= Yat-Sen Chang =

Cuban former dancer and convicted rapist

Yat-Sen Chang Oliva (born 1971 in Matanzas, Cuba) is a Cuban former principal dancer and convicted rapist.

== Biography ==

Yat-Sen Chang is a Chinese Cuban born in Matanzas, Cuba. Yat-Sen Chang studied dance at the Cuban National Ballet School, beginning his studies at the age of nine. In 1989 he graduated as a dancer and teacher and joined the Cuban National Ballet under Alicia Alonso.

In 1992, he was invited to the International Dance Festival of La Baule and joined Jeune Ballet de France, in the same year and performed in many different countries. He joined the English National Ballet in 1993 as principal dancer.

He has a daughter with fellow ENB former principal dancer and ex-girlfriend Simone Clarke.

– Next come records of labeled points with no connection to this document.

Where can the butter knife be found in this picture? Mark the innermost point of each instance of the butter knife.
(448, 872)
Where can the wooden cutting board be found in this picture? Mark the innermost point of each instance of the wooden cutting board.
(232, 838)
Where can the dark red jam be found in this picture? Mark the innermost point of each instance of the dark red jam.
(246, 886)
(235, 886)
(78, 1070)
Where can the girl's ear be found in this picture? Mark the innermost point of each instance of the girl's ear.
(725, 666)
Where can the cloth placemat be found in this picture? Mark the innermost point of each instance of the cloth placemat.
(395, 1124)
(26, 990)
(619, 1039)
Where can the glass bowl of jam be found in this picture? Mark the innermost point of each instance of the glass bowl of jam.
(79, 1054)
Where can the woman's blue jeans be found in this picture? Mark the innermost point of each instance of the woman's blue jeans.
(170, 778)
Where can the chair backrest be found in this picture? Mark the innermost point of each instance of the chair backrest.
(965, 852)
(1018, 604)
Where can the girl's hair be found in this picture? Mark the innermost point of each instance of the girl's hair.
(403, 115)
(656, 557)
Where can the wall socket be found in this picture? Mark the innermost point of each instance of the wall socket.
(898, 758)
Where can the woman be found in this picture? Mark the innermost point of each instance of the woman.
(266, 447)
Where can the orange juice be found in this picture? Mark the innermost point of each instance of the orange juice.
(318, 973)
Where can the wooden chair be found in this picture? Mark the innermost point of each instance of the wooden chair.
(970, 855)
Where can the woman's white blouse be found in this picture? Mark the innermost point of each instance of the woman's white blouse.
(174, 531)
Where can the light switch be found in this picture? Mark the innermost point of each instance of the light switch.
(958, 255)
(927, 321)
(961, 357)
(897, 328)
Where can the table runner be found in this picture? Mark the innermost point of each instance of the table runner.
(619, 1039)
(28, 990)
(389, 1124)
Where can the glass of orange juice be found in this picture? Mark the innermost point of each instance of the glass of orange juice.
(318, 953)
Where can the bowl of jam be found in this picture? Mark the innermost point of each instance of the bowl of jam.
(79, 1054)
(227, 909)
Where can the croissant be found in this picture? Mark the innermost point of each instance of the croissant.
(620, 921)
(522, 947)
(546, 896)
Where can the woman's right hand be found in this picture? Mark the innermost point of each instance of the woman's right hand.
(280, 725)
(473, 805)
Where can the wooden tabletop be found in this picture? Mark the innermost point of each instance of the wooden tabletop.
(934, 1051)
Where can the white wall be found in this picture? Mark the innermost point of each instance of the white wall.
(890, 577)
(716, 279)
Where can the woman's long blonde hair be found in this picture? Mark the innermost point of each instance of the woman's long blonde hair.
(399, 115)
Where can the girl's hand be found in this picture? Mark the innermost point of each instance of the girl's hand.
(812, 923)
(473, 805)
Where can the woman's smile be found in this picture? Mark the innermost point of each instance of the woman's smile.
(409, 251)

Yat-Sen studied at the Cuban National Ballet School, beginning his studies at the age of nine. The youngest of three brothers (all professionally trained ballet dancers), he graduated as a dancer and teacher in 1989 and immediately joined the Cuban National Ballet Company.

Yat-Sen performed both nationally and internationally as a guest artist in many Galas, including; A Homage to Nureyev at The Coliseum Theatre, The 50th Birthday Wings in memory of Diana, Princess of Wales, The 50th Anniversary of The English National Ballet, Dame Beryl Grey's Evening at Sadler's Wells Theatre and The 10th Anniversary of Danzaria. Yat-Sen was also a guest artist with the Northern Ballet Theatre NBT in the production The Three Musketeers. He also appeared on television as the lead dancer in Granada Television's Men in Tights and on Blue Peter performing The Twins from William Tuckett's Canterville Ghost.

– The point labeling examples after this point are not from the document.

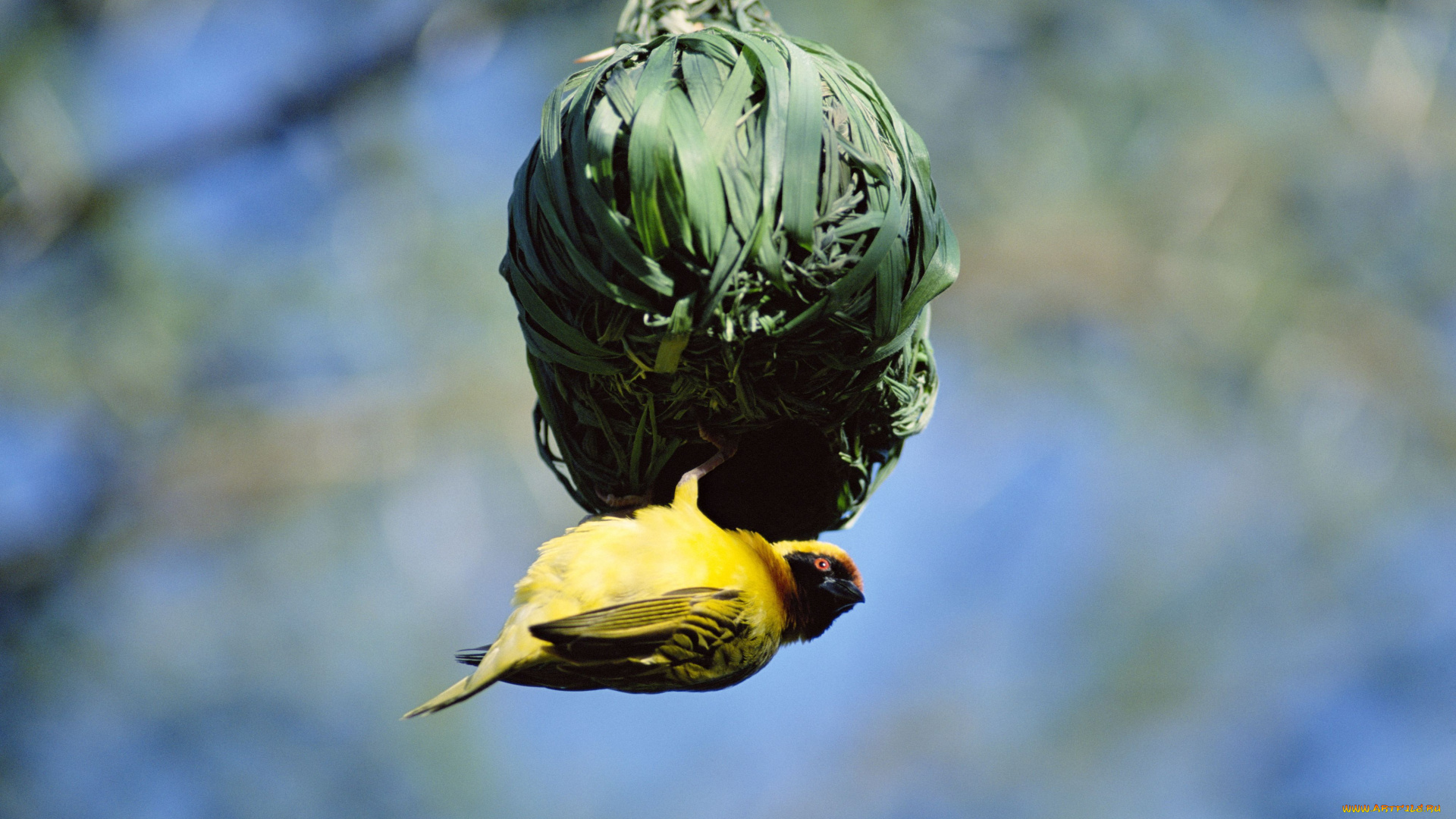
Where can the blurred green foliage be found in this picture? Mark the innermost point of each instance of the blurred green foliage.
(1178, 539)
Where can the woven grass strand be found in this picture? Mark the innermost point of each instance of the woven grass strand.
(730, 228)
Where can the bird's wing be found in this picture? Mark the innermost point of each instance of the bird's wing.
(691, 635)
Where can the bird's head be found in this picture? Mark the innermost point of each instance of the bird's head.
(826, 585)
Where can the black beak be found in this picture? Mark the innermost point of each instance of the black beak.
(845, 591)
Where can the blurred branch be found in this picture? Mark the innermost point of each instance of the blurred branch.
(28, 229)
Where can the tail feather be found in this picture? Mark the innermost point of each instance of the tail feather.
(472, 656)
(492, 667)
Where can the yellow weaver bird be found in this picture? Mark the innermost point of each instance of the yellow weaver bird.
(663, 599)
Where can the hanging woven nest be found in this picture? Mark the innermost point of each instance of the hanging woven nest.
(730, 229)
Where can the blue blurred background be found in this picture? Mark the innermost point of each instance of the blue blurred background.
(1181, 539)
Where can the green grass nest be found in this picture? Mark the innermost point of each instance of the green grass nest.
(730, 228)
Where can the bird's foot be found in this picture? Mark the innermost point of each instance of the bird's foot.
(726, 449)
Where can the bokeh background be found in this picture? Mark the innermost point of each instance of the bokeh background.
(1181, 539)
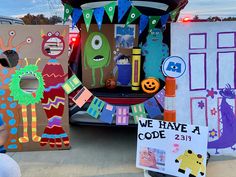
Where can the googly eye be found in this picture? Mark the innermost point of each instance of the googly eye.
(49, 34)
(12, 33)
(97, 42)
(57, 33)
(28, 40)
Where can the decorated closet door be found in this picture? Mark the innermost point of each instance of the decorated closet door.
(206, 92)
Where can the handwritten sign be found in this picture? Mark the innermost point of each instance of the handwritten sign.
(172, 148)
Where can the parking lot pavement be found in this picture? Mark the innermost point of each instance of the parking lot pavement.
(95, 152)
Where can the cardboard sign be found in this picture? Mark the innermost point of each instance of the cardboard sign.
(172, 148)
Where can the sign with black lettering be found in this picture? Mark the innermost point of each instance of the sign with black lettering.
(172, 148)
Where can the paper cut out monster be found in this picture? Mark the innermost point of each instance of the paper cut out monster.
(193, 162)
(155, 51)
(228, 119)
(97, 54)
(28, 97)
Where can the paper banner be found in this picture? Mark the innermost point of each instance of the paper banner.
(133, 15)
(174, 13)
(164, 19)
(98, 14)
(152, 108)
(122, 115)
(76, 16)
(71, 84)
(110, 10)
(107, 113)
(67, 11)
(138, 111)
(95, 107)
(88, 15)
(123, 7)
(143, 23)
(82, 97)
(160, 97)
(153, 20)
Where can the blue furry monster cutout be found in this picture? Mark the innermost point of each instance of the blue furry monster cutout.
(155, 51)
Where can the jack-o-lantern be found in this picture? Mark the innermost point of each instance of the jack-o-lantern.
(111, 83)
(150, 85)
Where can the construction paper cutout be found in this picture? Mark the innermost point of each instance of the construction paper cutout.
(95, 107)
(164, 19)
(133, 15)
(53, 103)
(174, 67)
(88, 15)
(110, 10)
(71, 84)
(123, 7)
(67, 12)
(53, 44)
(77, 13)
(82, 97)
(98, 14)
(97, 55)
(21, 96)
(152, 108)
(160, 97)
(153, 21)
(138, 111)
(143, 23)
(122, 115)
(108, 113)
(154, 47)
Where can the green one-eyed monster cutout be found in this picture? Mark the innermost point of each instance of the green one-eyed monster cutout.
(97, 54)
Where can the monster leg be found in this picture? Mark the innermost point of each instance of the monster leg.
(101, 77)
(94, 78)
(25, 137)
(35, 138)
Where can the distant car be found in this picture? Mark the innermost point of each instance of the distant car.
(10, 21)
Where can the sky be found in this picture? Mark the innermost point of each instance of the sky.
(203, 8)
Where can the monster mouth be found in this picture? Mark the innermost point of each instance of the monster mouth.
(98, 58)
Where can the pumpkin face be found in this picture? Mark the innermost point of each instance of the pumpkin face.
(150, 85)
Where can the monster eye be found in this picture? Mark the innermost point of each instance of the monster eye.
(49, 34)
(97, 42)
(12, 33)
(28, 40)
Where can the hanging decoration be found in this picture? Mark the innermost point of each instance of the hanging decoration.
(88, 15)
(76, 16)
(98, 14)
(123, 8)
(110, 10)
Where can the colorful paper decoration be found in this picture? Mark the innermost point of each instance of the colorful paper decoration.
(164, 19)
(71, 84)
(153, 21)
(160, 97)
(88, 15)
(82, 97)
(95, 107)
(98, 14)
(138, 111)
(76, 16)
(110, 10)
(152, 108)
(108, 113)
(122, 115)
(123, 7)
(67, 11)
(133, 15)
(143, 23)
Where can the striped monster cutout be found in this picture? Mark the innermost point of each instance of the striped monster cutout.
(53, 101)
(8, 107)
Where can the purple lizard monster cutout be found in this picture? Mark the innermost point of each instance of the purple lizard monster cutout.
(228, 137)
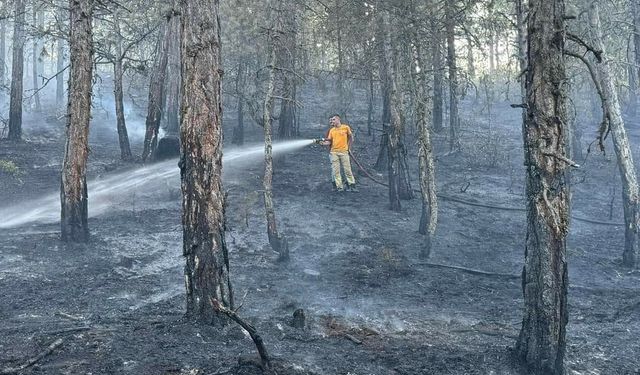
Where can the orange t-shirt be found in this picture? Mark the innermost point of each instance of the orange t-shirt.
(339, 137)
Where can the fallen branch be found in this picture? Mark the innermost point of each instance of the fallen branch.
(471, 270)
(262, 351)
(34, 360)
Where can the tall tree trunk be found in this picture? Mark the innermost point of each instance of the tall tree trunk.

Awards he received included Best Partner at the Varna International Festival (1990) and The "Leonida Massine Award" in Positano for Best Classical Dancer (1999). Yat-Sen is also the Guinness World Record holder of the fastest turns within 30 seconds.

Yat-Sen Chang became the Artistic Director of the Espinosa Dance Project in February 2012. In addition to the EDP company class, He also gave private tuition to vocationally trained students and professionals.

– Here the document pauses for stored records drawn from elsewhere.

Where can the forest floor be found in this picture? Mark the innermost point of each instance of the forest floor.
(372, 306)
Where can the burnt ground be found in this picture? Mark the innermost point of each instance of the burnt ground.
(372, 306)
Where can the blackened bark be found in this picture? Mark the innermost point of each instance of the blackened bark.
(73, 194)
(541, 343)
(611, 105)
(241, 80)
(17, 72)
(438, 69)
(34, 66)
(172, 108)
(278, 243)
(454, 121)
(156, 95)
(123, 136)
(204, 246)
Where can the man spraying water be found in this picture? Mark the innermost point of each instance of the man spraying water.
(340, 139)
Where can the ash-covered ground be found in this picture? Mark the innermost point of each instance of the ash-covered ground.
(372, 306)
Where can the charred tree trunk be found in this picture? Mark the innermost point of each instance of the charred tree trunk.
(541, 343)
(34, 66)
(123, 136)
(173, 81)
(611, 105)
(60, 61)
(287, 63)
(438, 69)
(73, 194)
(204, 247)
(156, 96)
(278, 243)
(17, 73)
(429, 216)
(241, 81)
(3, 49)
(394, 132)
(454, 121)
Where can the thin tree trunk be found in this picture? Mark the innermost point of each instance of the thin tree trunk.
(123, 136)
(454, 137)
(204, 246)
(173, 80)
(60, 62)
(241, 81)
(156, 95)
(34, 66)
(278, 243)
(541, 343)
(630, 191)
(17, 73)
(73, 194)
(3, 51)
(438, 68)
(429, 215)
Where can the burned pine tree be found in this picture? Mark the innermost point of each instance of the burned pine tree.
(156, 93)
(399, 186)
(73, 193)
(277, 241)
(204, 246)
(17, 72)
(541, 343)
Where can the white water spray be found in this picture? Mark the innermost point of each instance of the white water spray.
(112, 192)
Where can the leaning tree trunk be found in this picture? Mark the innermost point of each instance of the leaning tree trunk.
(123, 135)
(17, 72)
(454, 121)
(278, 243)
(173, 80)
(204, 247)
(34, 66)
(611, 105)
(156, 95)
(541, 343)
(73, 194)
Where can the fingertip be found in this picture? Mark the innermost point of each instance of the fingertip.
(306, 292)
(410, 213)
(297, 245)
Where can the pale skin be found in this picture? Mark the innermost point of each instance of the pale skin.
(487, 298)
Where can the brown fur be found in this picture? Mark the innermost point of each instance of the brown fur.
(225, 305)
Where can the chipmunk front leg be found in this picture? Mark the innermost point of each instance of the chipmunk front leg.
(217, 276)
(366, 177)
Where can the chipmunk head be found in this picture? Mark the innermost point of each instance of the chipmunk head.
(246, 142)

In August 2013 he started his own brand new company, Yat-Sen Chang Dance Company.

== Sexual assault allegations and charges ==

Chang was accused of sexually assaulting three women at a London dance school. He was charged with 14 counts of sexual assault on a girl between 2014 and 2016. She was as young as 16 when these incidents occurred. He denied these charges in the Magistrates Court, but on 11 May 2021 was found guilty of 12 counts of sexual assault and one count of assault by penetration. He was sentenced to 9 years in prison.